From "Ashby de la Zouch Past and Present"
The Journal of Ashby de la Zouch Museum
Issue 12 August 2012
Population Change in Packington – a local history detective story
Censuses can be tricky things. They are very useful tools for the local historian, but consider their information in isolation and it is possible to reach very strange conclusions. Take Packington, for example, there was a dramatic rise and fall in the population during the nineteenth century that can only be explained by examining external factors.
The very first Census of England and Wales was taken in 1801 (Scotland followed in 1802). In this census the population was counted by households on a parish basis. There were no personal details, such as names, recorded. The population of the Parish of Packington was recorded in the 1801 Summary Report as 563 persons. At this time Packington was a rural village relying on agriculture for the majority of its employment. In 1901 the population of the parish was recorded as 473, about a 20% drop. There had been many economic changes during the nineteenth century but in 1901 Packington was still essentially rural and agriculturally based village.
However, during the first half of the century the population grew to a maximum of 1294 by the 1851 Census and then declined steadily to 1881 when the population was 1153. Then there was a dramatic slump in the population in the 1891 Census to 498. The answer to this unusual pattern lies in events outside the village and some local geography.
During the majority of the nineteenth century, the parish of Packington was not the same geographical area that it is today. Firstly, some of the village was in Derbyshire and some was in Leicestershire. The” islands” of Derbyshire can be clearly seen on the early Ordnance Survey maps.
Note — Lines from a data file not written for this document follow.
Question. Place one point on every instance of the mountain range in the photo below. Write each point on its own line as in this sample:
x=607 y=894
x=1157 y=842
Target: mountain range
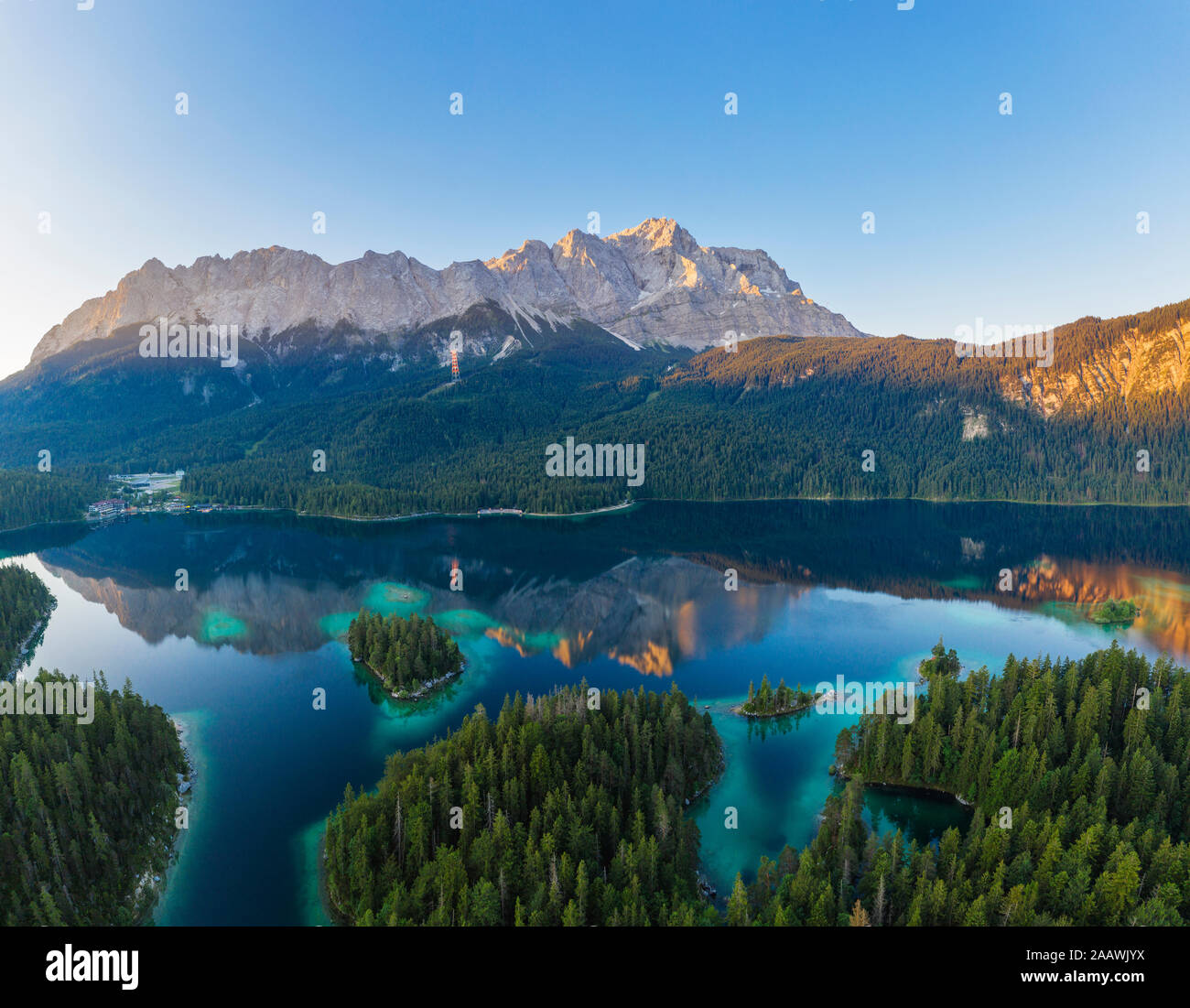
x=607 y=341
x=651 y=284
An example of this is a group of houses around the junction of Mill Street and the High Street that are clearly shown as being in Derbyshire. An examination of the field boundaries in Babelake Street is also interesting as it shows alternate fields being in Derbyshire and Leicestershire. During this period Packington was actually known as the Parish of Packington with the Chapelry of Snibston. This meant that there was a part of the parish detached from the village on the far side of the parish of Ravenstone.
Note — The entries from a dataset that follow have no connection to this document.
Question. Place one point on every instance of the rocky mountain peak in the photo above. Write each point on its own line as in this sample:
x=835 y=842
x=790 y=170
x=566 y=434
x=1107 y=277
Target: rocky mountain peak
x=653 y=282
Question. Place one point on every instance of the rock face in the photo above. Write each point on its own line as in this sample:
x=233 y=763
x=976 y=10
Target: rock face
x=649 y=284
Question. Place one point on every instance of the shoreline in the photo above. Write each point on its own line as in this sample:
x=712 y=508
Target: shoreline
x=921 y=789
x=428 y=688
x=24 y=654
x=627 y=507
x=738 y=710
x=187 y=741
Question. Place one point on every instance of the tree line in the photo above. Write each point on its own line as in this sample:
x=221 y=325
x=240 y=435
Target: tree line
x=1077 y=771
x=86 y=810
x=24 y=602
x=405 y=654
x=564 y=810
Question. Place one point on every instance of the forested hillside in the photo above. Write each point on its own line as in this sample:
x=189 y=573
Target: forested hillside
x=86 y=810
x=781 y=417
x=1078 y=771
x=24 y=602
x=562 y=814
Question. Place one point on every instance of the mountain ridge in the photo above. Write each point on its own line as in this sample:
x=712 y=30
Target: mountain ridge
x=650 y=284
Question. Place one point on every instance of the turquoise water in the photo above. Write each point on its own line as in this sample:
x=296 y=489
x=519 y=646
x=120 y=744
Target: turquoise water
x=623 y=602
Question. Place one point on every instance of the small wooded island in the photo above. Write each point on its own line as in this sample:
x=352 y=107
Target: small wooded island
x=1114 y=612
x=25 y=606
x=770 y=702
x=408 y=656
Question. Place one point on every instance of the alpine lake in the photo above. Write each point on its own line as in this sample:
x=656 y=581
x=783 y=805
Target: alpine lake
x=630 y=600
It is from these two geographical and ecclesiastical facts, together with events from outside, that an explanation for the population growth and decline can be deduced.
In 1834 George Stephenson opened the Leicester to Swannington and moved to Alton Grange to oversee his railway and colliery interests. He had recently invested heavily in Snibston Colliery which was developing into a major enterprise. An important mine development needed workers and their families and they mainly settled near the colliery. During the 1830’s the population of Packington rose from 730 to 1024, an increase of 71%.
It can be shown with some certainty that most of this increase of population was in the Snibston area and not in Packington village. White’s Directory of Leicestershire and Rutland is an important primary source for the nineteenth century. It analysed the population of the parish of Packington after the 1861 and 1871 censuses into the population of the parish and the population of Snibston. From this it is easy to see that all the population increase happened in the Snibston area and the population of Packington village remained approximately the same.
But what happened in the 1891 census when the population suddenly of the parish plummeted from 1153 to 498? This was a fall of about 230%! The answer lies in an important Act of Parliament, the Reform Act of 1884. This act redefined many county and parish boundaries. In Packington all the “little islands” of Derbyshire became part of Leicestershire and were now counted in the Leicestershire Census for 1891. However, more importantly, the Chapelry of Snibston was removed, with all its population, from the Parish of Packington. This meant that from 1891 onwards the population of the parish was only counted in the village and its immediate surrounding rural area.
To interpret the sudden rise and slump in the population has required some local history detective work using several different sources. It was the influence of one of Britain’s greatest engineers and a major boundary reform that can explain the strange population pattern.
David and Charles (No Date): Reprint of the First edition of the Ordnance Survey Sheets 35 and 42
Owen, Colin (1984): The Leicestershire and South Derbyshire Coalfield 1200- 1900.
Victoria County History (1955): Leicestershire Volume III
White, William (Various 19th Century editions): History, Gazetteer and Directory of Leicestershire and the Small County of Rutland.